First type of mean is the Möbius gyrocentroid, which is transformed from Einstein gyrocentroid defined in Klein model:
Given a set of points $\left\{ \mathbf{x}_i \in \mathbb{D}_{\kappa}^n \right\}_{i=1}^{N}$ with positive weights $\left\{ w_i \in \mathbb{R}_+ \right\}_{i=1}^{N}$, the Möbius gyrocentroid of them is defined as $$\bar{\mathbf{x}} = \frac{1}{2} \otimes_{\kappa} \left( \frac{\sum_{i=1}^{N} w_i \lambda_{\mathbf{x}_i}^{\kappa} \mathbf{x}_i}{\sum_{i=1}^{N} w_i (\lambda_{\mathbf{x}_i}^{\kappa} - 1) } \right) $$
Here, "$\otimes_{\kappa}$" is the Möbius scalar-vector multiplication: $$r \otimes_{\kappa} \mathbf{x} = \frac{1}{\sqrt{|\kappa|}}\tanh \left( r \tanh^{-1} \left( \sqrt{|\kappa|} \left\Vert \mathbf{x} \right\Vert_2 \right) \right) \frac{\mathbf{x}}{\left\Vert \mathbf{x} \right\Vert_2} $$
Another kind of mean if the Fréchet mean, which is defined as the point that minimizes the Fréchet variance, i.e.
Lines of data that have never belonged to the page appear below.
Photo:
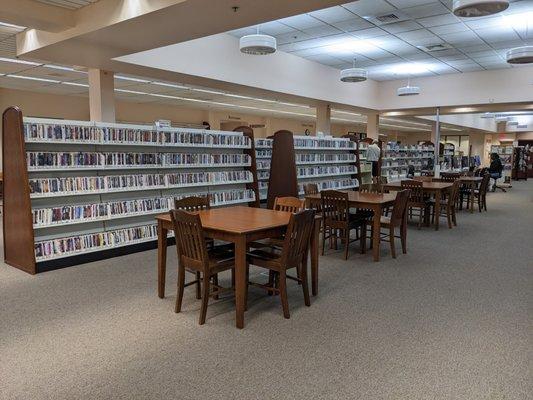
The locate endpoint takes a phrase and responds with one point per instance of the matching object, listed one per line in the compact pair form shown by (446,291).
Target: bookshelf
(505,151)
(397,158)
(79,191)
(329,162)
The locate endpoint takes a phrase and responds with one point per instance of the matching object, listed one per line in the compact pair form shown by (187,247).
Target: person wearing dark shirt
(495,168)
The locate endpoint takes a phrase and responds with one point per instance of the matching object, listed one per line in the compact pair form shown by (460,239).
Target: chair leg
(181,287)
(363,239)
(305,285)
(198,286)
(403,237)
(215,282)
(346,242)
(391,241)
(283,293)
(205,299)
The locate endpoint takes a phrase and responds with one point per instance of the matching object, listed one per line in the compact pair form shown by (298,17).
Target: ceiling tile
(332,14)
(427,10)
(369,7)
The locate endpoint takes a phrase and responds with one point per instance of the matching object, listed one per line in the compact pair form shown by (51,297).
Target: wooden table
(471,182)
(434,188)
(239,225)
(373,201)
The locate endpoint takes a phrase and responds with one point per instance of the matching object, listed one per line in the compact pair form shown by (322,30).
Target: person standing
(373,155)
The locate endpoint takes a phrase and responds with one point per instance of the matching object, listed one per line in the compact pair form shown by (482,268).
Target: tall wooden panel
(283,178)
(249,132)
(18,223)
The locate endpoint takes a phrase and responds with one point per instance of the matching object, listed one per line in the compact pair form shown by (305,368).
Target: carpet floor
(451,319)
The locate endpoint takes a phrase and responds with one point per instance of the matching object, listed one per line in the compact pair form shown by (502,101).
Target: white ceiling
(70,4)
(335,35)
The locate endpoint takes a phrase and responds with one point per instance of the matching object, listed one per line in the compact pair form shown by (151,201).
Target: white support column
(323,118)
(101,95)
(372,125)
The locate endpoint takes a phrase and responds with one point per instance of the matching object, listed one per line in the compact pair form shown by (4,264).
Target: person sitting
(495,169)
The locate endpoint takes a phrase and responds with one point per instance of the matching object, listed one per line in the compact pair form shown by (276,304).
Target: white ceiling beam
(36,15)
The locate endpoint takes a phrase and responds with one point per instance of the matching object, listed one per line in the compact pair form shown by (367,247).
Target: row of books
(45,160)
(325,170)
(320,158)
(332,184)
(78,244)
(80,132)
(320,143)
(58,215)
(111,183)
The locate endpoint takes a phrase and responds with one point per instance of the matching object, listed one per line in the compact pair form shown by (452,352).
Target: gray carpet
(449,320)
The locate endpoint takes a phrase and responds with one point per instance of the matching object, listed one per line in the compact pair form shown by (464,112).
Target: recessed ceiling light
(258,44)
(520,55)
(354,74)
(478,8)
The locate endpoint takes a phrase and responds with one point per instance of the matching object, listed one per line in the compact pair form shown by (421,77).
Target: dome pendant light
(354,74)
(520,55)
(258,45)
(408,90)
(478,8)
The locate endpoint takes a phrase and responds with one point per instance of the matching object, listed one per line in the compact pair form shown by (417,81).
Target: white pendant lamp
(354,74)
(258,45)
(478,8)
(520,55)
(408,90)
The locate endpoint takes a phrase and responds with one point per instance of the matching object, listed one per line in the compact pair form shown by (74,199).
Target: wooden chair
(195,203)
(193,255)
(449,176)
(398,219)
(336,217)
(480,194)
(417,200)
(293,254)
(448,205)
(289,204)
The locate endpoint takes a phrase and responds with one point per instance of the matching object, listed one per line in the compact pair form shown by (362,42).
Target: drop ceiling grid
(428,22)
(70,4)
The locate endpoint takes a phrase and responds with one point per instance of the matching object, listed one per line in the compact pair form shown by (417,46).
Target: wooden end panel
(18,224)
(283,178)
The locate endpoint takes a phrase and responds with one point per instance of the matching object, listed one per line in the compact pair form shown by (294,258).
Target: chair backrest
(192,203)
(416,192)
(371,188)
(454,194)
(190,240)
(289,204)
(484,185)
(450,176)
(310,188)
(335,206)
(399,207)
(297,237)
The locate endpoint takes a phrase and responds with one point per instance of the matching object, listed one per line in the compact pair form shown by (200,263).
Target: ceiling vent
(433,48)
(388,18)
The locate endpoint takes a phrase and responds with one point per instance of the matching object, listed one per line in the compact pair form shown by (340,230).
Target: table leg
(438,196)
(315,240)
(472,187)
(376,234)
(161,259)
(240,280)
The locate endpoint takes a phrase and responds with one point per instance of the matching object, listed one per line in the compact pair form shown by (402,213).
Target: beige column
(101,95)
(372,125)
(323,118)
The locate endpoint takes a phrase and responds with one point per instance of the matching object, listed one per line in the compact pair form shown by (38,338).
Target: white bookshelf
(73,164)
(317,158)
Given a set of points $\left\{ \mathbf{x}_i \in \mathbb{D}_{\kappa}^n \right\}_{i=1}^{N}$ with positive weights $\left\{ w_i \in \mathbb{R}_+ \right\}_{i=1}^{N}$, the Fréchet mean of them is defined as the solution of the following optimization problem: $$\bar{\mathbf{x}} = \arg\min_{\mathbf{z} \in \mathbb{D}_{\kappa}^n} \frac{1}{N} \sum_{i=1}^N w_i \cdot d_{\mathbb{D}}^{\kappa}(\mathbf{z}, \mathbf{x}_i)^2 $$
Here, $d_{\mathbb{D}}^{\kappa}(\cdot, \cdot)$ refers to the geodesic distance in Poincaré ball, which can be computed as $$ d_{\mathbb{D}}^{\kappa} (\mathbf{x}, \mathbf{y}) = \frac{1}{\sqrt{|\kappa|}}\cosh^{-1} \left( 1- \frac{2 \kappa \left\Vert \mathbf{x} - \mathbf{y} \right\Vert_2^2}{(1 + \kappa \left\Vert \mathbf{x} \right\Vert_2^2)(1 + \kappa \left\Vert \mathbf{y} \right\Vert_2^2)} \right) $$
I am confused about the differences between above two means. Are they the same in the Poincaré ball whenever the values of weights are ($w_i \equiv 1$ for all $i$s or $w_i$ can be arbitrary positive real number)? What are the purposes of designing two types of means?